Wherever East and West meet these two value sets also meet. These values do not only exist in the abstract. The different civilizations and societies that populate our planet are their embodiments. Whether one calls it our unconsciousness or our soul, in some way we carry a particular formative heritage along with us. That means, we are formed in a moral sense, in our feeling and outlook, by the value-sets of our cultures and religions. We are pre-formed by our education, our parents, our schools and authorities to react in a particular way. We cling to certain values as a solution even before reflection. We see a red light when we see particular behavior that we cannot allow. We consider particular forms and expressions of self-interest legitimate, but others we cannot tolerate. Western nations for instance see a bottom-up approach of pluralistic public opinion and criticism as a natural part of making politics. By Eastern powers the same behavior may be perceived as threatening the coherence of society with chaos. If everybody has his own opinion, in their eyes rule and direction becomes impossible.

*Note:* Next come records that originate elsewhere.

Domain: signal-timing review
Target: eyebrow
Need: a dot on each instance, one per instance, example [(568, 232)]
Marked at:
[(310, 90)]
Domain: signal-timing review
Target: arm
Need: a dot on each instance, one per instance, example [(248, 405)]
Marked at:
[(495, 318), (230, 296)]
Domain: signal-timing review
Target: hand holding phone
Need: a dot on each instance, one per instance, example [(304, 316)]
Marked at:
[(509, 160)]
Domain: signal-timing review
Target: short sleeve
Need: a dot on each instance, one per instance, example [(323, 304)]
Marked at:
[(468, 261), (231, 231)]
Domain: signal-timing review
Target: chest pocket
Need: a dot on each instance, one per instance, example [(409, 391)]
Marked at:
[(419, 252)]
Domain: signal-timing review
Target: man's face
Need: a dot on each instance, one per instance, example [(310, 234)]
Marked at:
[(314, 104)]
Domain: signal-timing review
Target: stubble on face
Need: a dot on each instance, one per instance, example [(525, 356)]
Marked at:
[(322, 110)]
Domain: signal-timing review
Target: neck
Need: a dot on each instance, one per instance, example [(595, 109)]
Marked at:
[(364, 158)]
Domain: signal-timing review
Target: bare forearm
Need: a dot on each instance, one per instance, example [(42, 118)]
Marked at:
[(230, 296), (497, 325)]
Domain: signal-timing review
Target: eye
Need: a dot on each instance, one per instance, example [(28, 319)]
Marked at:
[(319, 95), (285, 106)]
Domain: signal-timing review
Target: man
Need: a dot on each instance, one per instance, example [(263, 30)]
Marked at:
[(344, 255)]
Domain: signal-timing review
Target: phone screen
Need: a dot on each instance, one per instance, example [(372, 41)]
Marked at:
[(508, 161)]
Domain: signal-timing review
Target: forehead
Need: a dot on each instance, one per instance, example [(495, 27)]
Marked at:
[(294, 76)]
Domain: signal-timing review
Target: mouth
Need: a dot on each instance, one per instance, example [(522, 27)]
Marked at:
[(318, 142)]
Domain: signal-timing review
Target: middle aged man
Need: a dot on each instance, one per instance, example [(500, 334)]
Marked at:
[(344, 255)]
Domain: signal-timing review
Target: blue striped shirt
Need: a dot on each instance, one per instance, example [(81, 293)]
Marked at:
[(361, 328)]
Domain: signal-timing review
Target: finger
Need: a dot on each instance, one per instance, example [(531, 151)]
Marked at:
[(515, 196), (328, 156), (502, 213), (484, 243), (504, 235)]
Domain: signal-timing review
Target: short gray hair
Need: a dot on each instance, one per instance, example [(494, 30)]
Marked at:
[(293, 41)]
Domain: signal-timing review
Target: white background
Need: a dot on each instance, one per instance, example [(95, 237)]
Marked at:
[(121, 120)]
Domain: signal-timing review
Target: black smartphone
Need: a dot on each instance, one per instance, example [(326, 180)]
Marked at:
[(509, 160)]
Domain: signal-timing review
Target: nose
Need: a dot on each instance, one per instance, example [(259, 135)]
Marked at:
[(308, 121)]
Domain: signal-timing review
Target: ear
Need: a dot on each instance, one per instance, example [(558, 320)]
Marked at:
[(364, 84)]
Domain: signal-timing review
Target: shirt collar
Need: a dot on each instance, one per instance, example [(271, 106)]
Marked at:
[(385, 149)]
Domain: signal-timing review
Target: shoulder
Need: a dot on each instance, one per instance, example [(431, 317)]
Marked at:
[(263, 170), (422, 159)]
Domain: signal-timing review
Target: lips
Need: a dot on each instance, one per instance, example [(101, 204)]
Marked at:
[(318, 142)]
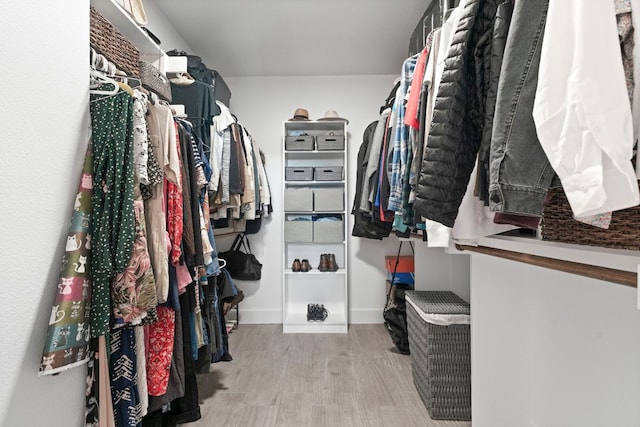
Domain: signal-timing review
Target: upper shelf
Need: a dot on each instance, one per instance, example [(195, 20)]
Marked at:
[(592, 255), (149, 50), (319, 125)]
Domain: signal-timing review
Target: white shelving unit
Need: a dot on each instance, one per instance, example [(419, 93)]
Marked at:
[(313, 199)]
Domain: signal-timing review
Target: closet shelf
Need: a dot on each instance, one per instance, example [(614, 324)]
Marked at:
[(149, 50), (611, 265), (314, 271)]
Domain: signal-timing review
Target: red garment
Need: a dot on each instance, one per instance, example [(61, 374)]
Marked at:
[(160, 351), (174, 212), (411, 115)]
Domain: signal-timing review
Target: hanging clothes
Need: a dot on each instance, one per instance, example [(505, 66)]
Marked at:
[(67, 341), (585, 128), (113, 220)]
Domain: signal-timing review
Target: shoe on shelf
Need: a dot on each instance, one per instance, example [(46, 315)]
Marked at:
[(323, 266), (331, 263), (311, 312), (321, 313)]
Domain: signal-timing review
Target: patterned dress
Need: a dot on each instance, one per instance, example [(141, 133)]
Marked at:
[(113, 221)]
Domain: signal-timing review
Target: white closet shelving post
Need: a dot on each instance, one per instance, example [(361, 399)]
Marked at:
[(315, 172)]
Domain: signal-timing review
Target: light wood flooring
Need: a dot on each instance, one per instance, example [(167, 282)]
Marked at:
[(316, 380)]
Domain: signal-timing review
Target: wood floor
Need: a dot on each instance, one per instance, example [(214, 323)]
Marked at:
[(317, 380)]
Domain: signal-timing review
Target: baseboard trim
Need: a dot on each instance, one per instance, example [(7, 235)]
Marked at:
[(260, 317), (366, 316)]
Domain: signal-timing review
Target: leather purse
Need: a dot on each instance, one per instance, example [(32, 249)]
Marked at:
[(242, 265)]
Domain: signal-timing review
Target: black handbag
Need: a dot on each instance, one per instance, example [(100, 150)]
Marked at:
[(155, 81), (242, 265)]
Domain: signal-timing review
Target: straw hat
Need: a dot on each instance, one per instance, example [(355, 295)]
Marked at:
[(300, 114), (333, 115)]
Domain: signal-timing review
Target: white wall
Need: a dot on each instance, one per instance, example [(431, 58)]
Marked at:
[(44, 112), (159, 25), (551, 349), (262, 104)]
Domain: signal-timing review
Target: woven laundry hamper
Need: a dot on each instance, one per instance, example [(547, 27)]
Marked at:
[(440, 343)]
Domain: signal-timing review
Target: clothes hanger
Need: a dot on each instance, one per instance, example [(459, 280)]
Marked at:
[(100, 80), (182, 79)]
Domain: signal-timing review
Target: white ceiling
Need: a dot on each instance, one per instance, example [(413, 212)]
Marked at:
[(297, 37)]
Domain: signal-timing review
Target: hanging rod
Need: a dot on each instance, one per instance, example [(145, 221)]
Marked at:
[(613, 275)]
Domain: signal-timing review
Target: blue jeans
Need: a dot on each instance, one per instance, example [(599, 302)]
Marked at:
[(520, 173)]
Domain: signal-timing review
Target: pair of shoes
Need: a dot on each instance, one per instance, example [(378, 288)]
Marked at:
[(328, 263), (300, 266), (226, 306), (316, 312)]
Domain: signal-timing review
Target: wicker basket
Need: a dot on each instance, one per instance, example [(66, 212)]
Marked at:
[(328, 173), (558, 225), (108, 41), (440, 355)]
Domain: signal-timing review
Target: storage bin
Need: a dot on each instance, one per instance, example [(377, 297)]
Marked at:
[(406, 278), (559, 225), (298, 173), (328, 231), (328, 173), (298, 231), (329, 142), (438, 323), (302, 143), (328, 200), (298, 200), (405, 263)]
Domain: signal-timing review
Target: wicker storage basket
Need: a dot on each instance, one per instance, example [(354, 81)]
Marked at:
[(302, 143), (440, 355), (559, 225), (298, 173), (108, 41)]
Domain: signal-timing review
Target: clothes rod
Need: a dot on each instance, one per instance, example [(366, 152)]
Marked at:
[(620, 277)]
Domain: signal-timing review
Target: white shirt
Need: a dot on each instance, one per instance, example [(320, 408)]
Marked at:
[(582, 111)]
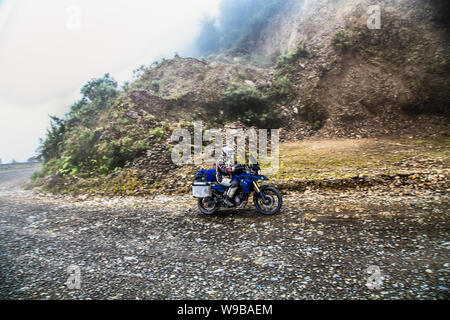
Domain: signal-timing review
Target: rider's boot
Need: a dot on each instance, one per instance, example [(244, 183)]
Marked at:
[(228, 201), (230, 195)]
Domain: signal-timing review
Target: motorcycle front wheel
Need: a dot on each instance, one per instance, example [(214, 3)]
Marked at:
[(207, 205), (273, 201)]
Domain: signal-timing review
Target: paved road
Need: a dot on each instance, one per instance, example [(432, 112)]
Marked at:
[(319, 247)]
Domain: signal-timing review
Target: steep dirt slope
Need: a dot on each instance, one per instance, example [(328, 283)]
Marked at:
[(367, 82)]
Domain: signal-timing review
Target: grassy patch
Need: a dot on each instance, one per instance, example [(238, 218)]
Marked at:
[(347, 158)]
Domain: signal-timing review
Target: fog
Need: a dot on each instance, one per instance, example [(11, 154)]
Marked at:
[(50, 48)]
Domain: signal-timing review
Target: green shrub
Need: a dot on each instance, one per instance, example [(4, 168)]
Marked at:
[(157, 132)]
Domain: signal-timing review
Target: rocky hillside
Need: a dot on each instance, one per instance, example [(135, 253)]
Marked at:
[(365, 82), (325, 75)]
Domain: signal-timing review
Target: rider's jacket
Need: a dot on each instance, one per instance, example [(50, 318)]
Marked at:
[(224, 168)]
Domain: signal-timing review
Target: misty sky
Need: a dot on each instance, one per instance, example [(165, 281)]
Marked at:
[(47, 54)]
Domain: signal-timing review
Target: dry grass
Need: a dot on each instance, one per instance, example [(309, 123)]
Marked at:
[(346, 157)]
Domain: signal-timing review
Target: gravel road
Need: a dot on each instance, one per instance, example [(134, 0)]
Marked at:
[(319, 247)]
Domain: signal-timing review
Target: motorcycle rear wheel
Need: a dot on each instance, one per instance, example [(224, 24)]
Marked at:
[(207, 206), (273, 204)]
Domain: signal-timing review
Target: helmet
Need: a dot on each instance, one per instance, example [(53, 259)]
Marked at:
[(228, 152)]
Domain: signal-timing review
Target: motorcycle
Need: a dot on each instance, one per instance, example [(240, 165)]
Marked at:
[(211, 194)]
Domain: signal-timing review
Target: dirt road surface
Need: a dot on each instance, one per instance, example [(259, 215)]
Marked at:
[(319, 247)]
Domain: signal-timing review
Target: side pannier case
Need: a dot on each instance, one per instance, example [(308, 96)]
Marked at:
[(201, 189)]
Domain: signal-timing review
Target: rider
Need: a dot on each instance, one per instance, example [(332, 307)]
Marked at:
[(225, 171)]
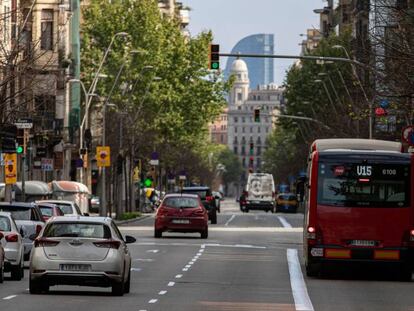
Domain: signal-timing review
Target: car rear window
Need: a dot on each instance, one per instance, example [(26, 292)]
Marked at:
[(181, 202), (77, 230), (5, 224)]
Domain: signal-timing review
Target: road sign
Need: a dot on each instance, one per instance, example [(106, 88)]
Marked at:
[(10, 168), (47, 164), (103, 156), (408, 135), (24, 123)]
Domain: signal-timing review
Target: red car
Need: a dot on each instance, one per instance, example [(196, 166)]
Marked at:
[(181, 213), (49, 210)]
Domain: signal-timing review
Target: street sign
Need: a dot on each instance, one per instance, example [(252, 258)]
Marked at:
[(24, 123), (47, 164), (103, 156), (408, 135), (10, 168)]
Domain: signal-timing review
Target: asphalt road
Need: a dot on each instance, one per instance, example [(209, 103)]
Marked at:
[(249, 262)]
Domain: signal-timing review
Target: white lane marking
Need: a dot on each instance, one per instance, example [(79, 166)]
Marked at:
[(284, 222), (220, 229), (9, 297), (230, 220), (299, 290), (136, 269)]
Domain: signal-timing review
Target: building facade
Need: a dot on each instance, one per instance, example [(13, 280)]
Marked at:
[(247, 136), (261, 69)]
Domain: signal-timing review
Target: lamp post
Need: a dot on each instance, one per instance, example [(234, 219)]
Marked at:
[(370, 117)]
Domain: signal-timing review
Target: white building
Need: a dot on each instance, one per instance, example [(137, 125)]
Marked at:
[(247, 137)]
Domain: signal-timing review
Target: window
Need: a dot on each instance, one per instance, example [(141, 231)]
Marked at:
[(46, 37)]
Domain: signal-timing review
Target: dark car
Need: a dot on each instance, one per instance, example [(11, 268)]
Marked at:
[(29, 220), (207, 199)]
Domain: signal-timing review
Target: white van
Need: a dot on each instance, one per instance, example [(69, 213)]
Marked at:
[(260, 192)]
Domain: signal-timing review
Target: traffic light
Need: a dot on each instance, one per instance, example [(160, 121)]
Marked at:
[(214, 57), (251, 148), (8, 134), (257, 115)]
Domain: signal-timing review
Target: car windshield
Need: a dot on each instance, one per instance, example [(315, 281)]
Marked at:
[(364, 185), (5, 224), (181, 202), (46, 211), (65, 208), (78, 230), (19, 212), (201, 193)]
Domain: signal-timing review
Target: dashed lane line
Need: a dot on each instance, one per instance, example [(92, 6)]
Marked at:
[(284, 222), (230, 220), (299, 290), (9, 297)]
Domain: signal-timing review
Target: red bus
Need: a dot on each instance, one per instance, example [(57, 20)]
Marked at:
[(359, 205)]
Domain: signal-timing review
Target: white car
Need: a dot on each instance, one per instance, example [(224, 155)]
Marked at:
[(83, 251), (68, 208), (12, 243)]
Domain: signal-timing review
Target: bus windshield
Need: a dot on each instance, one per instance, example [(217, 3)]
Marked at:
[(363, 184)]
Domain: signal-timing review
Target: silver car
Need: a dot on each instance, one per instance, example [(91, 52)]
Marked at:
[(68, 208), (29, 221), (78, 250), (12, 243)]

Kings, emperors, chiefs initially may have seized power in a naïve effort of self-affirmation of a special group in the name of its group identity or its gods (group identities and gods being more or less the same thing from the perspective of the social function of religion). But for sustained larger scale rule some form of self-restraint of the rulers always has been a necessary requirement. Rulers who know of no self-restraint cannot cope with political and moral systems that are different from their own and cannot cope with the tactical management and sensitive negotiations that are necessary to conquer and/or co-opt the stubborn self-affirmation of diverse opponents. Sustainable large scale rule takes the ability to give in and deal with ‘otherness’ in whatever way. As a consequence in the more sophisticated forms of imperial rule we find at least three different layers of values – the values that have been mentioned above. :

The axial age is generally considered as a decisive turning point in the history of mankind in this respect. Since the axial age, roughly from 800 before the Christian era until the end of antiquity, these four traditions of self-restraint mentioned emerge. All of them criticized unjust rule, but at the same time they are of fundamental significance for larger scale rule. Rulers could perform better if the criticism was internalized into the system of rule. It gave them a broader repertoire of action, thought and judgment. It made them more capable of dealing with difficult and stub-born people without entering into conflict and without conflicts becoming too serious. It equipped them with the ability to deal with quite different value-sets by adding four different elements of flexibility to the repertoire.